June is Pride Month, the annual exercise in rainbow-washing, and if you listen very carefully you may even hear gay rights mentioned. You might be familiar with Pride Month from past years. On 31 May, the bank is offering you a fixed rate with a four per cent APRC; on 1 June, it wants you to know that, on the off chance you’re non-binary, your mortgage-lender thinks that’s valid.
The most obvious way for a corporation to signal its commitment to inclusivity is to emblazon its corporate branding with the Pride flag, but this is increasingly fraught with difficulty. Because, you see, the Pride flag is no longer inclusive. It’s a gay symbol, after all, and gay men and lesbians rank just below white people and non-graduates in The Current Ideology’s hierarchy of villainy.
Some brands get around this by using the Progress Pride flag instead and, speaking of banks, HSBC has gone down this route.
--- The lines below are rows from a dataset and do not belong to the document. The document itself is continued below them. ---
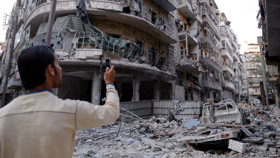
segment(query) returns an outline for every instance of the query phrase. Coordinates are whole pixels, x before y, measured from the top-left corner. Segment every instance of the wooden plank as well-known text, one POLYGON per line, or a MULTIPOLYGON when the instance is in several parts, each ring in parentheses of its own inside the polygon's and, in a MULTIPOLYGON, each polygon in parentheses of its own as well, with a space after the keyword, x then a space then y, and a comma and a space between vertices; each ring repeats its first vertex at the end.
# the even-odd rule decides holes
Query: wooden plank
POLYGON ((244 127, 242 127, 242 131, 245 133, 246 135, 251 137, 255 137, 255 136, 247 128, 245 128, 244 127))
POLYGON ((232 125, 230 124, 215 124, 215 125, 219 126, 231 126, 232 127, 256 127, 258 126, 258 125, 232 125))

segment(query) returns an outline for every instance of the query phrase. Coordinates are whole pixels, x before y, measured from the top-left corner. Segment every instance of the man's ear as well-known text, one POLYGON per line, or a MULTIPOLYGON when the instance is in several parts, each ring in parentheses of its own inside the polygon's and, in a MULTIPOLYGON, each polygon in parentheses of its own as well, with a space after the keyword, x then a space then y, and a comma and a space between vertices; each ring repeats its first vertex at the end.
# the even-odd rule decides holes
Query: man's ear
POLYGON ((50 64, 48 65, 46 68, 46 73, 50 74, 51 75, 53 76, 55 74, 54 68, 50 64))

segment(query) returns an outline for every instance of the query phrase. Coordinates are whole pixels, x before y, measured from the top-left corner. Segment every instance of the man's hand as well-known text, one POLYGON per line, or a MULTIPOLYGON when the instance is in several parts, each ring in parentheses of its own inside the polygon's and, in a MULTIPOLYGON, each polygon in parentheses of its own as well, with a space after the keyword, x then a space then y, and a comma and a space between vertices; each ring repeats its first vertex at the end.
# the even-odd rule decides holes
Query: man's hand
POLYGON ((104 74, 104 81, 106 84, 108 83, 114 84, 115 76, 116 76, 114 69, 115 66, 114 65, 111 66, 111 69, 109 69, 108 67, 106 68, 106 72, 104 74))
Alas, progress is a fast-moving thing and while the Progress flag boasts additional stripes in blue, pink and white (trans pride) and brown and black (‘people of colour’), it isn’t as progressive as the Intersex-Inclusive Progress Pride flag, which adds a purple ring on a yellow background. Of course, this in itself is a symbol of oppression because it fails to incorporate the flags for polysexuals (those attracted to many genders) and polygenders (those who are many genders). If HSBC can’t get simple stuff like this right, how am I supposed to trust them with my reward current account?
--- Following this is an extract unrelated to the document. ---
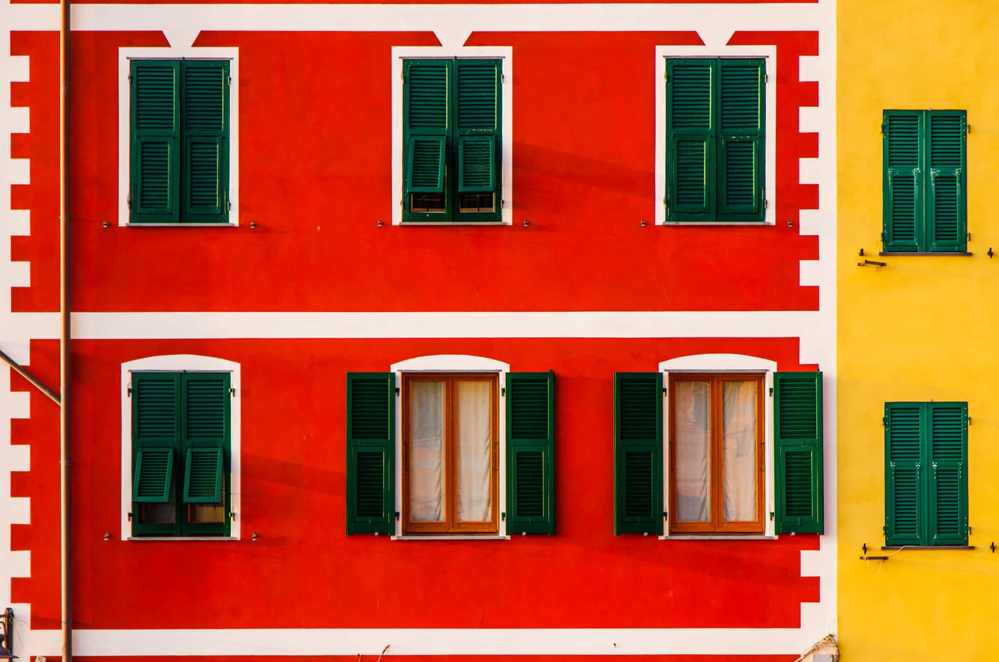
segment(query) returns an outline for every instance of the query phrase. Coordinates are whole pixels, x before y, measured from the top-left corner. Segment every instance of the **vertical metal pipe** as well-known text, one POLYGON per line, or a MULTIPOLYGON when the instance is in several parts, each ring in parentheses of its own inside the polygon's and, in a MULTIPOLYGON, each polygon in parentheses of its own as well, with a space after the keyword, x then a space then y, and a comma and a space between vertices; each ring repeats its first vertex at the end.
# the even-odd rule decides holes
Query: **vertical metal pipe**
POLYGON ((73 558, 71 538, 72 466, 70 408, 70 145, 69 145, 69 82, 70 82, 70 0, 59 0, 59 320, 62 324, 59 341, 59 393, 62 406, 59 415, 59 473, 62 553, 62 662, 73 660, 73 558))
These vexillological questions are particularly vexing at present because Pride Month coincides with the Queen’s Platinum Jubilee. This poses a problem for the conscientious progressive because it is very important to spend the next few days complaining about a surfeit of Union Jacks and how their ubiquity is literally the Nuremberg Rallies all over again. These progressives are not keen on the national standard — they are educated, after all — and declaim those weirdos who actually like their country as ‘flag shaggers’. There is not, as far as I’m aware, a pride flag for people who like to shag flags but give it time.
While signalling that investing your identity in the UK flag is cringe, progressives must also signal that investing your identity in the Pride flag is awesome and anyone who objects is cringe. It must be exhausting to be these people. Particularly if any of them happen to live in Nelson, Lancashire, where the town hall is flying not the Union Jack but the Palestinian flag this weekend. We need a definitive guide on flag etiquette. LGBTQ flag: good. Palestinian flag: good. LGBTQ Palestinian flag: I wouldn’t try it in Gaza.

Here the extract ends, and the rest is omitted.